What is better a wet dry filter or canister filter?

dstorey

New Member
I was just looking for some input as to which filter of the 2 was better and why? I currently have a emporer 400 on my 90 gallon and seriously need to up grade was just wondering peoples opinions.
Thanks Dave
 

dskidmore

Active Member
Most folks here would say protien skimmer and live rock over either one. The protien skimmer will remove gunk from the aquarium before it has a chance to break down, instead of depending on a large surface area to break it down on. A canister is good for increasing circulation and running carbon when you need it. A wet/dry without the bioballs makes a good sump. If those were my only choices though, I'd go with the wet/dry over the canister.
 

dstorey

New Member
Thank you for the input. I have about 60 lbs of live rock in the system along with a prizm deluxe skimmer. I have had a problem with ich so i kept the salinity down around 1.009 so the skimmer was a little ineffective. I purchase a UV sterilizer to see if i could kick the ich problem. I also have had a problem with high phosphates and started treating the tank with PhosBan. Mainly im just trying to get a feel for $$ wise what is the best solution. Or if i even need to do anything like i said i just have the emperor 400 right now with phosban and carbon in there. Along with prizm protein skimmer with phosguard running in it. Anymore thoughts would be greatly appreciated. Thanks Dave
 

dstorey

New Member
Or would a fluidized bed running infront of the uv sterilizer do the trick for better filtration? Just another thought once again any info is appreciated.
 

d12monkey

Member

Originally posted by DStorey
salinity down around 1.009 so the skimmer was a little ineffective.

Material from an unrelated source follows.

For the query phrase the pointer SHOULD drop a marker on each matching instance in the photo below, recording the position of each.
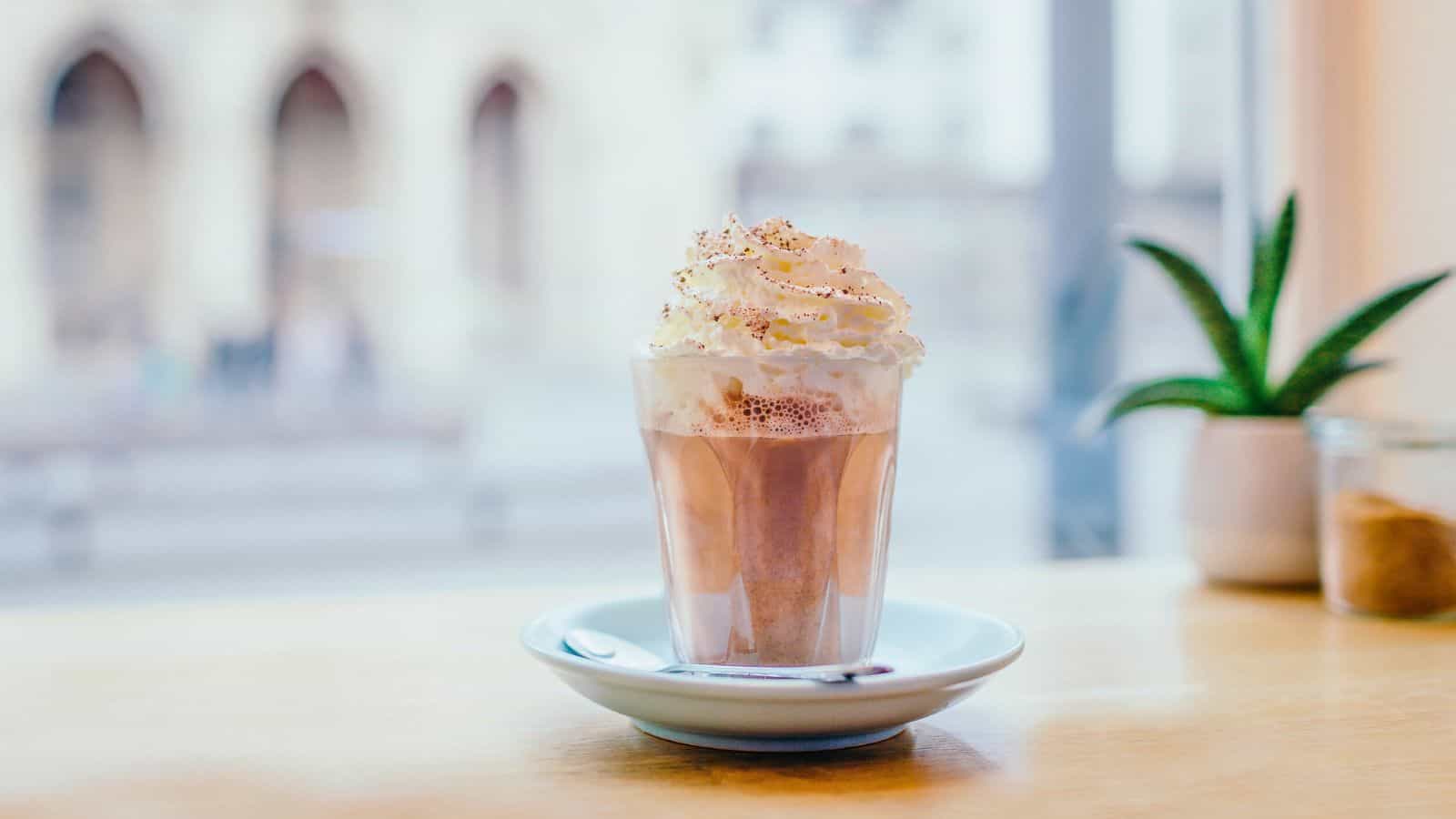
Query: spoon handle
(814, 673)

:eek: Isn't that a little tooooo low? Don't know too much about treatments but isn't that way below the normal levels of hyposalinity? 1.000 would be fresh water, correct me if I'm wrong. But 1.009 to me just a little too low. Any other corals in the tank or to you have a QT tank? Just my 2cents... if it's even worth that. :D
 

d12monkey

Member

Originally posted by richfish
well i think you need more live rock than sixty pounds for a 90 gallon tank....i would say at least 90 lbs but get another opion

I'm a strong believer in 2 lbs per gal minimum mentality. :D
 

dskidmore

Active Member

Originally posted by D12monkey
But 1.009 to me just a little too low.

That's the ammount that Beth recomends on the disease forum. Although it's generally recomended to be done in the QT tank so as to not damage the organisims on your live rock and any other invertabrates you may have.
As for live rock, I say 1-2 lbs per gallon, depending on the type of rock.
 

dstorey

New Member
As far as live rock goes i thought you couldnt add anymore once you have established your system. The reason why i kept the salinity that low was everytime i performed a water change my fish seemed to get ich. I just purchased the Tidepool 2 system off ---- for $58 so Im going to give that a try at least it gives me more room for mechanical filtration. But thanks everyone for the input.
Dave
 

dskidmore

Active Member
An established system can accept small ammounts of live rock at a time, or you can cure a bach of live rock in a seperate container before adding it to the aquarium.
Ich won't be removed by mechanical or biological filtration. Some people find UV effective, it can kill ick in one of it's life stages. (Some others don't approve of UV, as it may kill benificial critters as well, but most people who try it like it.)
Have you tired feeding garlic? Have you left the salinity at 1.009 for the full 3 weeks? There has to be a reason why your fish are stressed enough to come down with ick. A healthy, unstressed fish should be able to fight it off.